Cuando decimos que queremos erradicar las villas, no decimos que queremos erradicar a los pobres, esa es una lectura muy ramplona. Queremos erradicar esos espacios que están asentados sobre las zonas más expuestas a la contaminación, al narcotráfico, a las situaciones hostiles, a las balas de las facciones internas y de la policía también, a las instalaciones precarias que en 2 segundos pueden provocar un desastre, al hacinamiento que es el caldo de cultivo de enfermedades de todo tipo, como también del incesto y los abusos. En una villa no se vive bien, se trata de vivir de la mejor manera que se puede y eso es valorable y gracias a la gente que ahí vive, pero no debemos acostumbrarnos a que haya personas que sobreviven en un contexto hostil sólo porque le ponen fuerza de voluntad, ganas, buena onda y porque creen que “nunca es tarde”.

De la lectura de Les miserables comprendí que, casi dos siglos después, el estado de situación es el mismo: la gente que se cae del sistema, se vuelve miserable.

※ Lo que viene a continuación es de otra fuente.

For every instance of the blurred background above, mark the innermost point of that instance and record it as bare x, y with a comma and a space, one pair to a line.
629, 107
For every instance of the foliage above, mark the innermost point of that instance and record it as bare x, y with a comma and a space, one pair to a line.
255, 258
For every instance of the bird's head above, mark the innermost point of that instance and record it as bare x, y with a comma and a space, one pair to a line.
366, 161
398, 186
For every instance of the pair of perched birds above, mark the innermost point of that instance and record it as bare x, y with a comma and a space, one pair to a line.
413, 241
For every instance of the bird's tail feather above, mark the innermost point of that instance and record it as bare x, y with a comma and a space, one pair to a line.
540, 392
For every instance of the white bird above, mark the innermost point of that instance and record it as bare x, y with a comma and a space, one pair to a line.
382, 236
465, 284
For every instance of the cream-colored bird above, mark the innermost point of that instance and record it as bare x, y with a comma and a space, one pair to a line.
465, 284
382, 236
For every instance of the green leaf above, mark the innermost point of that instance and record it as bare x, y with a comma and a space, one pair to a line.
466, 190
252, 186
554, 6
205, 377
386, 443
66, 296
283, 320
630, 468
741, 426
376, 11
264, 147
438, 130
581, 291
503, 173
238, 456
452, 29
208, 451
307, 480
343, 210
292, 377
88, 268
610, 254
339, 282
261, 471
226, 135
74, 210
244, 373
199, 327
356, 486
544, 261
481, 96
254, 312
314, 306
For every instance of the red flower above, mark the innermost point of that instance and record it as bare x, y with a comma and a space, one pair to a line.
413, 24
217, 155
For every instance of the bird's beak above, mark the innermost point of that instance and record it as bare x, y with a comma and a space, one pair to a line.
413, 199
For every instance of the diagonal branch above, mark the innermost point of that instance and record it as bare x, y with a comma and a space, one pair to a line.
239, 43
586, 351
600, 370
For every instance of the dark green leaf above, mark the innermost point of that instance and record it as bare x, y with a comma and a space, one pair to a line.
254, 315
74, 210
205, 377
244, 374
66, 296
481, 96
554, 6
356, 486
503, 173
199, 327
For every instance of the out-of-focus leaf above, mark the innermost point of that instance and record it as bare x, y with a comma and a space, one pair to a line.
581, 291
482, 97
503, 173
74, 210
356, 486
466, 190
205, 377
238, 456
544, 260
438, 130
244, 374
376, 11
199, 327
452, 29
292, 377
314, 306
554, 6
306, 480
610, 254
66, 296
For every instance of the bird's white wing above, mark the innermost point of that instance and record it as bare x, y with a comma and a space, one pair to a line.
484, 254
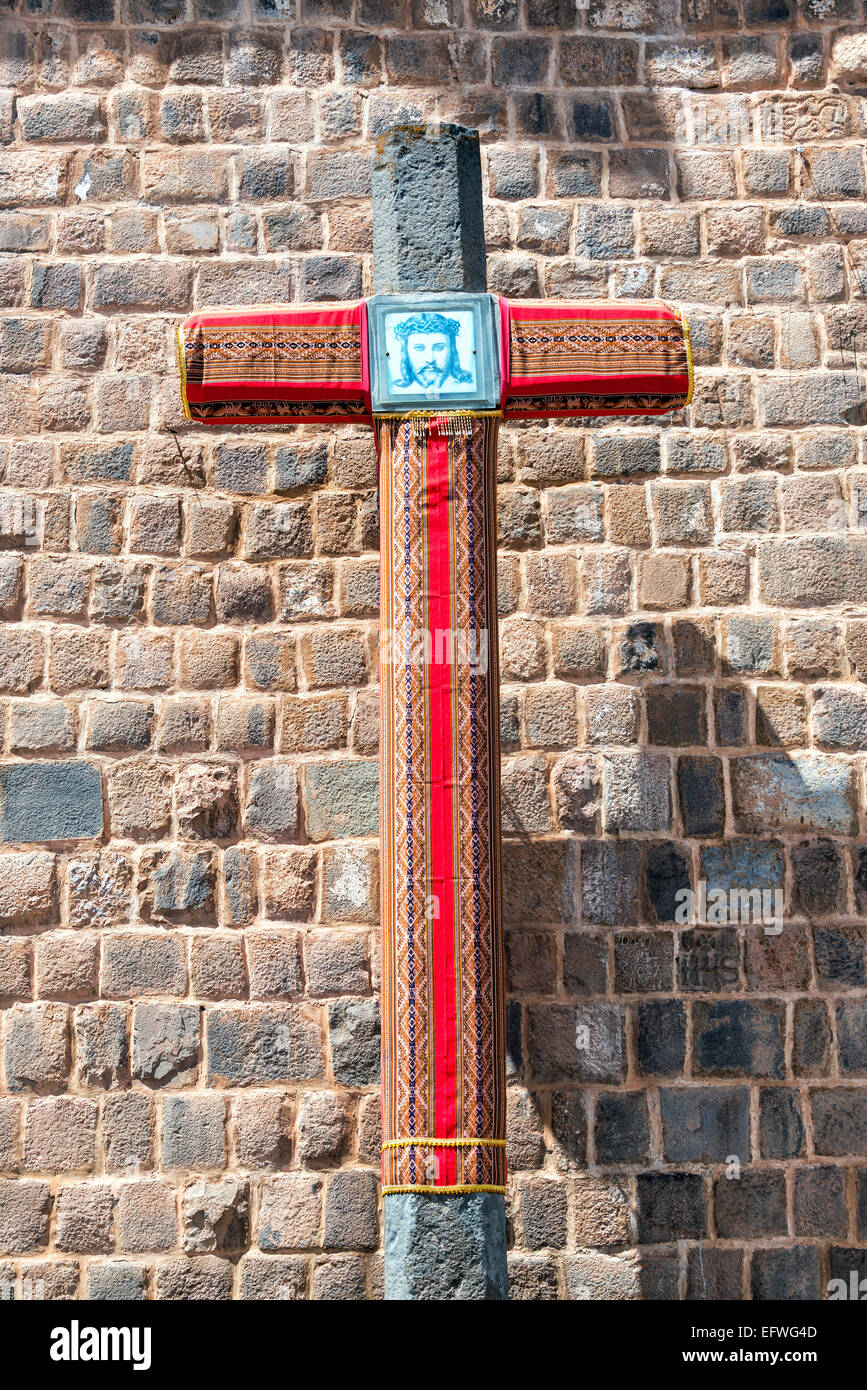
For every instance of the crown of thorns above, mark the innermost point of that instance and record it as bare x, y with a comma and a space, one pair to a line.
428, 324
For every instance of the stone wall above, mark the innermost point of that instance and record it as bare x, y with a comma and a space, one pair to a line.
188, 879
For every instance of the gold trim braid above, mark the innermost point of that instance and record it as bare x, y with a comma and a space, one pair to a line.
443, 1143
182, 371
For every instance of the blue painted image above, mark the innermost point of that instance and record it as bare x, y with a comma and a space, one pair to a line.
430, 353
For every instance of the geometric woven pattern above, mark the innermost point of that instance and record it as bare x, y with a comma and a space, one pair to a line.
600, 356
443, 1084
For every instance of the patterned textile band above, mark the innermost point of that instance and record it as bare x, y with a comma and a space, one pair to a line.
596, 357
279, 364
443, 1083
307, 363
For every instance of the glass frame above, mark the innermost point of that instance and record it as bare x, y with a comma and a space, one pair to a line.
448, 349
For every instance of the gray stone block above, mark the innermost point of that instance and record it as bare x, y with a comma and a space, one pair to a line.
428, 231
449, 1247
50, 801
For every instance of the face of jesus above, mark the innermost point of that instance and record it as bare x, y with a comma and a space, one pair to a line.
428, 359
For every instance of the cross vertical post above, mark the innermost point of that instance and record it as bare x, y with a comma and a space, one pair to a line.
443, 1086
434, 363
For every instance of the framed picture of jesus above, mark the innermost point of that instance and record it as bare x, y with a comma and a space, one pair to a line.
434, 350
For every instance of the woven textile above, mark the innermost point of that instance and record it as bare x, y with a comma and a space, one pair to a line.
598, 357
310, 363
443, 1086
275, 366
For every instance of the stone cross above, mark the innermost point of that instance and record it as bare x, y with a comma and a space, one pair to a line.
452, 359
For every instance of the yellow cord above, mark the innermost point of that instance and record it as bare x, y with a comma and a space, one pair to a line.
443, 1191
182, 370
689, 363
443, 1143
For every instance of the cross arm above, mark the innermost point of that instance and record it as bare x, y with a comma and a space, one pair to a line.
307, 363
284, 364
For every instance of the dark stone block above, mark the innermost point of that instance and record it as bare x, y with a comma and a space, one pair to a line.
675, 715
657, 1278
585, 963
354, 1041
662, 1037
817, 877
839, 1121
787, 1275
820, 1201
714, 1275
623, 1127
702, 794
839, 955
666, 875
568, 1127
705, 1125
753, 1204
643, 962
781, 1133
610, 881
428, 230
591, 120
738, 1037
810, 1037
860, 1203
852, 1036
670, 1207
50, 801
730, 713
707, 961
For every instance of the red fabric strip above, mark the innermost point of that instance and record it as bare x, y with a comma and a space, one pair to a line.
589, 309
441, 791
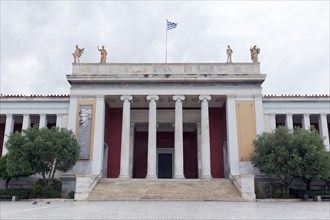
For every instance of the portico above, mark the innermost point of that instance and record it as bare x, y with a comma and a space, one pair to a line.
175, 111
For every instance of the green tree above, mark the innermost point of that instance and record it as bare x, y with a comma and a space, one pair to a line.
42, 151
310, 149
275, 156
325, 174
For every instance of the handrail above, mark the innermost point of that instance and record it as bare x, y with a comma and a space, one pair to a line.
235, 180
98, 177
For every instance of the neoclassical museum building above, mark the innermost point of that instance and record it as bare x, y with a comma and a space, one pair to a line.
164, 130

Entendí que muchas cosas buenas pueden surgir desde la adversidad, pero la novela muestra que Jean Valjean hay uno solo, uno sólo logró salir de la miserabilidad; Fantine, en cambio, murió pobre sin sus dientes que tuvo que vender para comer, su cuerpo prostituído y entregando a su hija a dos facinerosos para que tenga la vida que ella no le podía dar ¿Qué hay de romántico en esto? ¿De qué modo estamos estigmatizando la pobreza si no queremos discutir realmente todo lo que pasa?

Jean Valjean logró salir de ahí movido por el espanto, la injusticia y la falta de oportunidades que tenía por el simple hecho de haber nacido pobre. No se resignó a su identidad villera o miserable. Justamente, de eso se trata.